Eskom to get R20bn from state

2010-11-11 13:17

Government announced today that Cabinet has approved a R20-billion equity injection for Eskom over three years in a bid to strengthen the utility’s finances and tame tariff increases.

However, government spokesperson Themba Maseko withdrew an earlier statement that the lifeline would be funded by selling off non-core state assets, saying this had not been approved by the relevant ministerial cluster.

The money will therefore have to be found as part of the regular budget process.

“In the Cabinet statement this morning it was indicated that the equity injection of R20 billion to Eskom would be funded through the liquidation of non- strategic and non-core assets.

“This was incorrect, as this recommendation was not approved by the economic sector for employment and development cluster.

“The correct position is that the R20 billion equity injection to Eskom will be funded through the minister’s committee on the budget as part of the budgeting process. We regret the error.”

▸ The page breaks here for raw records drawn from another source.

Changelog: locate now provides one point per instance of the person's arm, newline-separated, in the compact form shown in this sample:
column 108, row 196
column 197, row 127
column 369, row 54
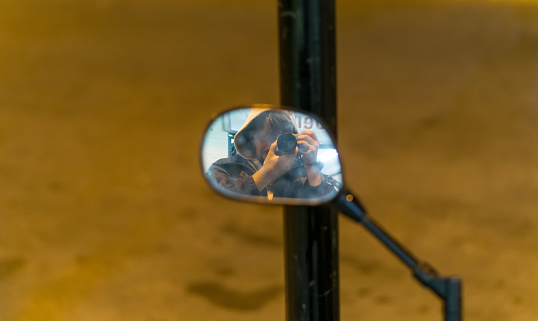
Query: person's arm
column 308, row 145
column 242, row 183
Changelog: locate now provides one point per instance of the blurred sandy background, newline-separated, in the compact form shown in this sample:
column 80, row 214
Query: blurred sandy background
column 104, row 214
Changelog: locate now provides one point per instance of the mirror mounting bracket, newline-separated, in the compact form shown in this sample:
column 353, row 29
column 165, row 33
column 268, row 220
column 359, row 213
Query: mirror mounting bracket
column 447, row 289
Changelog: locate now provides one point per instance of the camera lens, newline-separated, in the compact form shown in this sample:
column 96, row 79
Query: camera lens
column 286, row 143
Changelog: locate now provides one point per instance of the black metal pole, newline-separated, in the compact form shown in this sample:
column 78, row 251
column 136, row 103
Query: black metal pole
column 308, row 82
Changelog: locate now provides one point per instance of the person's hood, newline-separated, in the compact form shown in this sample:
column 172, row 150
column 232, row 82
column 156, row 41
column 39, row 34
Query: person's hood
column 245, row 145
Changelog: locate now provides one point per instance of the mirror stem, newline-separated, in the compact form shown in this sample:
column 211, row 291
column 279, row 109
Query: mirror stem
column 446, row 288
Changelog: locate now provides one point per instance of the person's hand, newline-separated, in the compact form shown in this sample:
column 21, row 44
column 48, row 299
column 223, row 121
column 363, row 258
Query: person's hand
column 274, row 166
column 308, row 145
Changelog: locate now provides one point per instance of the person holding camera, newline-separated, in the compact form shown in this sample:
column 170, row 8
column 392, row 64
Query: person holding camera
column 260, row 169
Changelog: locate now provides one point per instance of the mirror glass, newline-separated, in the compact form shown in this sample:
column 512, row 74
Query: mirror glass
column 271, row 155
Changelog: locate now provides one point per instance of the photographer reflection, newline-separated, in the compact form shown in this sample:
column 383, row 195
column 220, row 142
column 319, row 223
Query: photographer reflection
column 259, row 169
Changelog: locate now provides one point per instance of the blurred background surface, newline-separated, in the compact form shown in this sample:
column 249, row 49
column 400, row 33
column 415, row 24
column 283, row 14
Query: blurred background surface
column 104, row 214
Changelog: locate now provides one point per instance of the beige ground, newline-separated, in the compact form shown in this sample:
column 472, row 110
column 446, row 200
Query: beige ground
column 103, row 211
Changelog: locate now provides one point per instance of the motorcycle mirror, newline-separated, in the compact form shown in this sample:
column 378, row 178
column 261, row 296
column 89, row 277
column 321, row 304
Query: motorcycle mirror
column 271, row 154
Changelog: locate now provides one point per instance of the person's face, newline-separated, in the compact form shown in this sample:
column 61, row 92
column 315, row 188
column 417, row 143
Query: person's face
column 263, row 145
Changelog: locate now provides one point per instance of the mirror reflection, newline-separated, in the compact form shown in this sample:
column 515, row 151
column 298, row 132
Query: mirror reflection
column 271, row 155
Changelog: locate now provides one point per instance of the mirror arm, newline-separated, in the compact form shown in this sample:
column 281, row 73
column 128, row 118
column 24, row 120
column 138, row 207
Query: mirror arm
column 446, row 288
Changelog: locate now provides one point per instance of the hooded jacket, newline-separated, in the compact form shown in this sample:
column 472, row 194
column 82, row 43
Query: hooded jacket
column 234, row 174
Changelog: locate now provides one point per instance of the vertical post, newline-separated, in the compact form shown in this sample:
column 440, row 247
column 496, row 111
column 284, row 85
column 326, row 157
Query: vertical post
column 308, row 82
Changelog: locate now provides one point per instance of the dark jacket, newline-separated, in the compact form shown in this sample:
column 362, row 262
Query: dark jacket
column 235, row 175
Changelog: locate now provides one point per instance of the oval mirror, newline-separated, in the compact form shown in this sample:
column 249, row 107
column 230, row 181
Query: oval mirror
column 273, row 155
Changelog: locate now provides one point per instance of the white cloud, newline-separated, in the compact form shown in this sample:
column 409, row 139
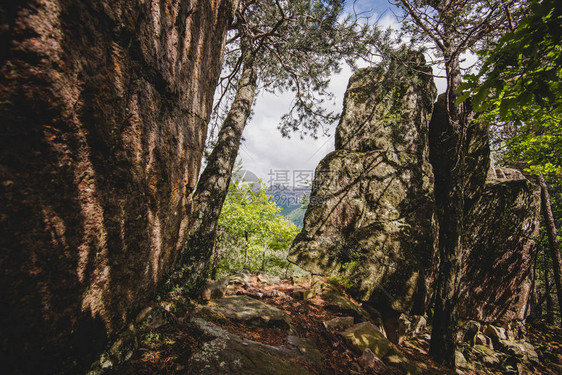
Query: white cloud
column 264, row 149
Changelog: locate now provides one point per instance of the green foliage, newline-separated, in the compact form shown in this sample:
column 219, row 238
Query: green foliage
column 253, row 234
column 519, row 87
column 295, row 46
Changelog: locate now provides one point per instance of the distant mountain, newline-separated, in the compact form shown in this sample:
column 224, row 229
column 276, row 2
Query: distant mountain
column 291, row 201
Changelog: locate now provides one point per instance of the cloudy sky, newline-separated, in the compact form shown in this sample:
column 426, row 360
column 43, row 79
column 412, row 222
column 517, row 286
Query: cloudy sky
column 264, row 149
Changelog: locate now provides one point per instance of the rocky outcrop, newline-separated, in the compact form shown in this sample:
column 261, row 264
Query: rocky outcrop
column 371, row 211
column 500, row 228
column 104, row 107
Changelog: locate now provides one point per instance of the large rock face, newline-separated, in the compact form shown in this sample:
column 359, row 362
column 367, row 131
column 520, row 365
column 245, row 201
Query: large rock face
column 371, row 212
column 104, row 107
column 500, row 224
column 500, row 228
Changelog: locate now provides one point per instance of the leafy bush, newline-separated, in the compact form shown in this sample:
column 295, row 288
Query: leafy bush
column 252, row 233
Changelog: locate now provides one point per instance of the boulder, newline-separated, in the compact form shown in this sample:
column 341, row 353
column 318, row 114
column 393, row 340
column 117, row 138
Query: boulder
column 501, row 220
column 468, row 331
column 247, row 310
column 215, row 288
column 339, row 323
column 495, row 333
column 370, row 361
column 222, row 352
column 268, row 279
column 303, row 294
column 460, row 360
column 401, row 362
column 242, row 277
column 499, row 245
column 365, row 335
column 371, row 211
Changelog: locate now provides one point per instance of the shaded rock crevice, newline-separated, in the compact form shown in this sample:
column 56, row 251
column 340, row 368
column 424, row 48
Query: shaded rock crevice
column 104, row 108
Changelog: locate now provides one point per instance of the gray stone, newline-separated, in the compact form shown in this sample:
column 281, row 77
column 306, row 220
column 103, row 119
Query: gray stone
column 365, row 335
column 468, row 331
column 215, row 288
column 228, row 354
column 268, row 279
column 303, row 294
column 336, row 302
column 460, row 360
column 401, row 362
column 495, row 333
column 242, row 277
column 482, row 339
column 371, row 212
column 369, row 360
column 249, row 311
column 501, row 226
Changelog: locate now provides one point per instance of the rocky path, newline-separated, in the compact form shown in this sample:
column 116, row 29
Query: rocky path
column 259, row 324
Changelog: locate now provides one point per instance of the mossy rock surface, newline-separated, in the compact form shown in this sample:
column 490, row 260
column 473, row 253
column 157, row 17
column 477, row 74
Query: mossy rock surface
column 247, row 310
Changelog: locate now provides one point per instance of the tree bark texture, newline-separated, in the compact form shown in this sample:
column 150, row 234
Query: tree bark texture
column 104, row 107
column 448, row 160
column 552, row 239
column 213, row 183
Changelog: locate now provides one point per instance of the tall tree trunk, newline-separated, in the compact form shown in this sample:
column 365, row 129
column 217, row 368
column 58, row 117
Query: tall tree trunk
column 213, row 184
column 532, row 300
column 445, row 320
column 552, row 239
column 548, row 296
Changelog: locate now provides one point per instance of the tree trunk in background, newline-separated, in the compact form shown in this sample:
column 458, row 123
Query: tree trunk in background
column 548, row 296
column 213, row 184
column 552, row 239
column 104, row 106
column 532, row 301
column 450, row 214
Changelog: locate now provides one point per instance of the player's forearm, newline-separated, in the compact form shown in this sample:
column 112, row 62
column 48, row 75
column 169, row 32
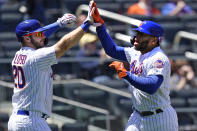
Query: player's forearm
column 109, row 46
column 148, row 84
column 68, row 41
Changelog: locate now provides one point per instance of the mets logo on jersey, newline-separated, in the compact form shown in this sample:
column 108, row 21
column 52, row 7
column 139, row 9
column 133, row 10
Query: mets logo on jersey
column 134, row 69
column 158, row 64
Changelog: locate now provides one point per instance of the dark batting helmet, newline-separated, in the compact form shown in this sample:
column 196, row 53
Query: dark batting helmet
column 27, row 27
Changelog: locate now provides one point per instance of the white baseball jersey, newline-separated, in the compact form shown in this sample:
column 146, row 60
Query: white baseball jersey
column 33, row 79
column 154, row 62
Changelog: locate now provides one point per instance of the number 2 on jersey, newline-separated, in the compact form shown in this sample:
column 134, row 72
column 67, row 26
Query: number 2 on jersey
column 19, row 77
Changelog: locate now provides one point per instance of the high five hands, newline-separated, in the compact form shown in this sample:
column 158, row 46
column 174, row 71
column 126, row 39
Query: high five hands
column 93, row 15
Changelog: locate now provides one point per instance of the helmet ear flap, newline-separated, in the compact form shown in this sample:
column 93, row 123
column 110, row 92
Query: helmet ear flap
column 132, row 40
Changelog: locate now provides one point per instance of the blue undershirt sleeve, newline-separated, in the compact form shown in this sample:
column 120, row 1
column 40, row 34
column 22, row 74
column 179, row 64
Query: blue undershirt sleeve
column 148, row 84
column 109, row 46
column 51, row 28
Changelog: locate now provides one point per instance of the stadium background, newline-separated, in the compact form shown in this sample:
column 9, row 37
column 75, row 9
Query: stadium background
column 110, row 95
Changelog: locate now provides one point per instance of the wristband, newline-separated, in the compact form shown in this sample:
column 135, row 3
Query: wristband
column 85, row 26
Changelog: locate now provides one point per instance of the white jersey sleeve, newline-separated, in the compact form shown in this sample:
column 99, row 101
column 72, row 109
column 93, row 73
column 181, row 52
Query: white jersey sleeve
column 44, row 57
column 130, row 53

Maseko said it was not excluded that in future state assets may be sold to fund the cash-strapped electricity utility.

The fresh funding initiative comes on the back of an announcement last month that the state has nearly doubled Eskom’s guarantee framework from R176 billion to R350 billion, to ensure it can complete the Kusile Power Station.

“The need to strengthen the Eskom balance sheet is an important challenge. Doubts were starting to emerge in the market place about Eskom’s ability to continue with its build programme, and particularly the Kusile project, and we believe that if we extend the guarantee and also provide the R20 billion equity, we are strengthening Eskom’s ability to go even to the markets to raise additional capital,” he said.

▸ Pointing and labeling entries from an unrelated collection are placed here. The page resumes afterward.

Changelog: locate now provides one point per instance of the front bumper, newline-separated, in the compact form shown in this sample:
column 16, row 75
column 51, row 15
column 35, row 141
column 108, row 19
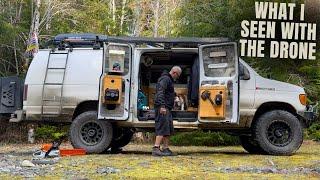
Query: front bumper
column 310, row 114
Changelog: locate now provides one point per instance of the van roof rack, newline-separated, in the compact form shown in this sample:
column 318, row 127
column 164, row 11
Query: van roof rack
column 90, row 39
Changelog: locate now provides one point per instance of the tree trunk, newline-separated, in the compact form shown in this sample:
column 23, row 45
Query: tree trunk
column 122, row 15
column 114, row 14
column 34, row 29
column 15, row 57
column 156, row 18
column 137, row 18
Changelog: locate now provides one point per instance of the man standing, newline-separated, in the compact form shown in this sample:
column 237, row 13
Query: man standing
column 163, row 103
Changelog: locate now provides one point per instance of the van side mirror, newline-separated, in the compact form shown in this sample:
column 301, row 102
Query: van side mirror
column 243, row 72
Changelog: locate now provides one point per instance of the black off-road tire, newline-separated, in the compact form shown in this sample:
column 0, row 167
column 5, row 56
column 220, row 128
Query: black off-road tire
column 250, row 145
column 121, row 137
column 88, row 132
column 278, row 132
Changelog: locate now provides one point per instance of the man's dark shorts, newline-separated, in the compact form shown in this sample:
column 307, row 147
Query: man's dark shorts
column 163, row 123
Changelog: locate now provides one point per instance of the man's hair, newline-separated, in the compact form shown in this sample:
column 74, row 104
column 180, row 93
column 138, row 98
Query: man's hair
column 176, row 68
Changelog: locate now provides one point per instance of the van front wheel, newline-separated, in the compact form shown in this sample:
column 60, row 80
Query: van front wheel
column 89, row 133
column 278, row 132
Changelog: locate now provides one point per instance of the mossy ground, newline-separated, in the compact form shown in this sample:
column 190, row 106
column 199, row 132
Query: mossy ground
column 192, row 162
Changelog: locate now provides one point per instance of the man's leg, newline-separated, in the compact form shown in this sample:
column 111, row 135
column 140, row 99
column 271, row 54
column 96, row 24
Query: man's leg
column 166, row 142
column 158, row 141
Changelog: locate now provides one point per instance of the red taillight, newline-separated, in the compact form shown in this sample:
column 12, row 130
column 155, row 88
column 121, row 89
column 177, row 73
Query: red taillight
column 25, row 92
column 303, row 99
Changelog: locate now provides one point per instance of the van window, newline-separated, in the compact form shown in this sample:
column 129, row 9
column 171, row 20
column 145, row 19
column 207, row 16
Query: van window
column 219, row 61
column 117, row 59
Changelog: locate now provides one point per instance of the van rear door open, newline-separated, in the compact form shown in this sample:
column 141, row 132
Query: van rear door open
column 219, row 83
column 115, row 82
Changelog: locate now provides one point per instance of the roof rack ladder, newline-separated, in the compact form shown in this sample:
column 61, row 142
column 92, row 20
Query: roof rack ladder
column 57, row 86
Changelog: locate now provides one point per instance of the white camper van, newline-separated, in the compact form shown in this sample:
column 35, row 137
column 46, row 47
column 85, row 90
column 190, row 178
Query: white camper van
column 104, row 86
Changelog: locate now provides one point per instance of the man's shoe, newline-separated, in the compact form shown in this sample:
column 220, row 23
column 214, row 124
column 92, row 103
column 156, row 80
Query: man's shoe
column 168, row 152
column 157, row 152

“We want to get rid of any doubts about government’s commitment to ensure that Eskom continues with its build programme,” Maseko said.
The latest lifeline to Eskom could be seen as a government attempt to shield consumers from further large electricity price increases, and the economy from the inflationary impact of these.
“Government is also trying to fight the inflationary effect of the huge tariff increases that Eskom has been imposing.
“They still have a responsibility of submitting tariff increase proposals that they think will strengthen the balance sheet but we are not likely to see tariff increases in the region of 30% to 40%. That is what we are trying to do with this initiative.”
Maseko would not comment on whether Eskom was given the cash injection on condition that it would temper its demands for tariff increases. It began implementing average annual increases of 25% this year for three years.

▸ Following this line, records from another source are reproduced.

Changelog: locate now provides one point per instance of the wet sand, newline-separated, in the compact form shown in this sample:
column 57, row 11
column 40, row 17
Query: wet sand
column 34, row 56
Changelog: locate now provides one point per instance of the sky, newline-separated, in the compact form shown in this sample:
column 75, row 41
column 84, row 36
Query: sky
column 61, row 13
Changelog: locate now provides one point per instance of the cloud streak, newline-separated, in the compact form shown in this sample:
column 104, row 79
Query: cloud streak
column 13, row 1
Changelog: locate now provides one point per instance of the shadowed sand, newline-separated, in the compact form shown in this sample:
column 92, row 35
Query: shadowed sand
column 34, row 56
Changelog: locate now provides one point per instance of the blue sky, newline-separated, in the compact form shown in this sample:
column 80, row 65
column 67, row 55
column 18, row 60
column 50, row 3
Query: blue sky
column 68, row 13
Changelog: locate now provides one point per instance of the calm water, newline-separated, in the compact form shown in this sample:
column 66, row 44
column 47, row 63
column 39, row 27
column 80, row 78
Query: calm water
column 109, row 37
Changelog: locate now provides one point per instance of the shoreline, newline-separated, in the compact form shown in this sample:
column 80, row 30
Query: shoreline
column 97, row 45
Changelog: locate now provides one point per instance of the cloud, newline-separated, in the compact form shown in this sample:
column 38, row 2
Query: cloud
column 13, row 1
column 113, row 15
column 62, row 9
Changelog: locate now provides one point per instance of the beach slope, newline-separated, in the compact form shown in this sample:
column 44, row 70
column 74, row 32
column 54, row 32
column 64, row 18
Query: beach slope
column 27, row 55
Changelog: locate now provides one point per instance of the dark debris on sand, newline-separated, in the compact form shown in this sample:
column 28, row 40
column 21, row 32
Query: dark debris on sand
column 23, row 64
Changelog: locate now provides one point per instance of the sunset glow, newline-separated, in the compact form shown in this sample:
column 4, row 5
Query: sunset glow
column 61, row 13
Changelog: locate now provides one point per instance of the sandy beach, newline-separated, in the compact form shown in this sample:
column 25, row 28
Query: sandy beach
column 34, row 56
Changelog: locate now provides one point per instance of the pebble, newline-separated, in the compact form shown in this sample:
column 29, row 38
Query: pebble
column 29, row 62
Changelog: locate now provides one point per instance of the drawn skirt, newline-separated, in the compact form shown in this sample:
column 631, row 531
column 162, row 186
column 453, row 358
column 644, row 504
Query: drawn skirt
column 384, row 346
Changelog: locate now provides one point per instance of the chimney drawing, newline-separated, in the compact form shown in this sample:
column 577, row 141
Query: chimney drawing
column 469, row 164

Eskom had asked for increases of 45% percent. It said later that the National Energy Regulator’s refusal to approve these had contributed to it facing a shortfall of up to R190 billion over seven years.

“We want to strengthen their balance sheet,” Maseko said, adding that Cabinet did not “want to raise expectations” with the public on prices.

Eskom hopes to spend more than R385 billion over the next five years to build the new infrastructure it needs to meet the country’s electricity demand, and prevent a repeat of the 2008 power crisis that cost the economy billions.

Maseko noted that secure electricity supply was vital for implementing the government’s new economic growth path and achieving its aim of creating millions of jobs.

“We were going through a period of load-shedding that we think is something that needs to be avoided at all cost,” he said.
“Provision of energy is a key element of making sure that we grow our economy, and therefore we think it is absolutely essential that Eskom be given the space to increase its capacity to provide electricity.”

South Africa’s power needs are expected to double by 2030.

Econometrix economist Tony Twine said the funding decision could indeed contribute to lower tariff increases beyond the next three years, both directly and indirectly by reducing Eskom’s interest bill on borrowings.